Prof. Rosemann about BPM Research
The second day of the business process management conference in Milan was started by the keynote talk of Prof. Rosemann from Queensland University. Prof. Rosemann is also a member of IDS Scheer’s research network. His talk focused on the relationship between research and industry and how both can contribute from each other. It was a very inspiring talk, which challenged the perception of many researchers as the question and answer session after the talk showed.
Prof. Rosemann started his talk by describing what research currently focuses on. He extracted the hot topics by analysing the past five editions of the BPM conference looking at the different works published there. On the other hand, he presented a list of topics currently hot in industry. His team at Queensland University has done a survey among BPM practitioners to see which topics are relevant for them. Comparing both lists was refreshing, because there was only little shared topics between both communicates (i.e. academia and industry). In his view, this shows that currently research is not really covering all topics relevant in industry.
A topic shared in both communities is standardisation. A prominent example is BPMN. Practitioners are currently looking how they can adopt it, what trainings are needed, and which impact this modelling language will have. Research is also working on BPMN, for example evaluating in experiments the usage of different BPMN constructs. Such findings are then forwarded to the standardisation bodies to take the insights into account.
However, such a shared topic between both communities is not really a common example. Therefore, Prof. Rosemann outlined how research must be conducted to address problems relevant for industry. For example, his PhD students are forced to use empirical methods like interviews, surveys, and case studies to evaluate their models in an industrial context. He also maintains a list of industrial people, which can be contacted in case they are looking for feedback on scientific findings. It is interesting to see that he basically uses ideas from customer relationship management (CRM) to expand the impact of his research.
There also some dangers related to industry-based research. For example, Prof. Rosemann pointed out that even though PhD students have to work with companies, they still have to follow scientific rigor. This is a challenge requiring detailed knowledge of scientific methods. To show that the integration between both communities is possible, he provided some examples where collaboration is done successfully. For example, some years ago his institute was asked by a company how they can measure their maturity in BPM. They took this question as a research challenge and came up with a maturity model for BPM. Today, this maturity model is used successfully in many different organisations in Australia and outside of it.

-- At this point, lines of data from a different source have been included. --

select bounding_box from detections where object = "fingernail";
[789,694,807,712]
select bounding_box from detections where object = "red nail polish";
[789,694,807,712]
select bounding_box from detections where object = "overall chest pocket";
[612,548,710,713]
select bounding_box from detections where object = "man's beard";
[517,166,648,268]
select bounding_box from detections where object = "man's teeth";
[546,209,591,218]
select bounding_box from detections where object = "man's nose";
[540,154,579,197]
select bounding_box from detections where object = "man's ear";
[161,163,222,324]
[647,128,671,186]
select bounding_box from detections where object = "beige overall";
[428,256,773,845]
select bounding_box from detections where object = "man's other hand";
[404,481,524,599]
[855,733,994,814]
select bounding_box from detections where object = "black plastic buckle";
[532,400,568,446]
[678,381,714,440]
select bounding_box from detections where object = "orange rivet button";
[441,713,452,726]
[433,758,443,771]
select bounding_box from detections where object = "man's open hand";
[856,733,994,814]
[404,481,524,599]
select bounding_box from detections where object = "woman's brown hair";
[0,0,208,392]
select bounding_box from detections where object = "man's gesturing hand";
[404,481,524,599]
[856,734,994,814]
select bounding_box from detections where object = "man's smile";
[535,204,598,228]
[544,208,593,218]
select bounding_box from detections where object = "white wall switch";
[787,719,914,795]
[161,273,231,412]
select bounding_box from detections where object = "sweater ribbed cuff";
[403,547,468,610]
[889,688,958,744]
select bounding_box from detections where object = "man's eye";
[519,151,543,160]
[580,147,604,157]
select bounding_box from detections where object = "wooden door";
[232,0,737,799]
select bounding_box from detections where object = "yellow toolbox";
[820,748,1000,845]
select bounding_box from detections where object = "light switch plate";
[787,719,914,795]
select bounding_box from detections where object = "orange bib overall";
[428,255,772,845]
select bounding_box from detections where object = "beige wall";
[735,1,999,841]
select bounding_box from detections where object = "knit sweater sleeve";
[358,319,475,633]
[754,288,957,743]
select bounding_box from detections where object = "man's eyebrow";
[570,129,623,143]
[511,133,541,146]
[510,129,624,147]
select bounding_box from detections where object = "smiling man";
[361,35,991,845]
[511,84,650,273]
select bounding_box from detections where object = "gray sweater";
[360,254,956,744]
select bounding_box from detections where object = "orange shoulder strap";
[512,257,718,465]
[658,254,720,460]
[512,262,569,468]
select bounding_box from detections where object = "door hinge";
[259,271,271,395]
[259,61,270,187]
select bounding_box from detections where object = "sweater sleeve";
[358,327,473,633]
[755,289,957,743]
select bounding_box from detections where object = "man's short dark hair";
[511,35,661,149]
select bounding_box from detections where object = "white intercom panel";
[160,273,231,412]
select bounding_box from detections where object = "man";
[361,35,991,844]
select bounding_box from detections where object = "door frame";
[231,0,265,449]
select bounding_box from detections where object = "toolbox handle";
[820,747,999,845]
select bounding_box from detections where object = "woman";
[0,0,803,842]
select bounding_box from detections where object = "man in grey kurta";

IDS Scheer is actively trying to inspire research as well. There is a long tradition with local universities to work on topics identified within our daily business. For example, tomorrow I will present a case study at the BPM conference, where we tried to use different research tools like model checking, automated model transformations, and domain specific languages. The main idea of the talk will not be on presenting the formalisms applied, but on what open points we see and to encourage researchers to take up the challenges we face. We hope that this will help in better aligning BPM research and industry.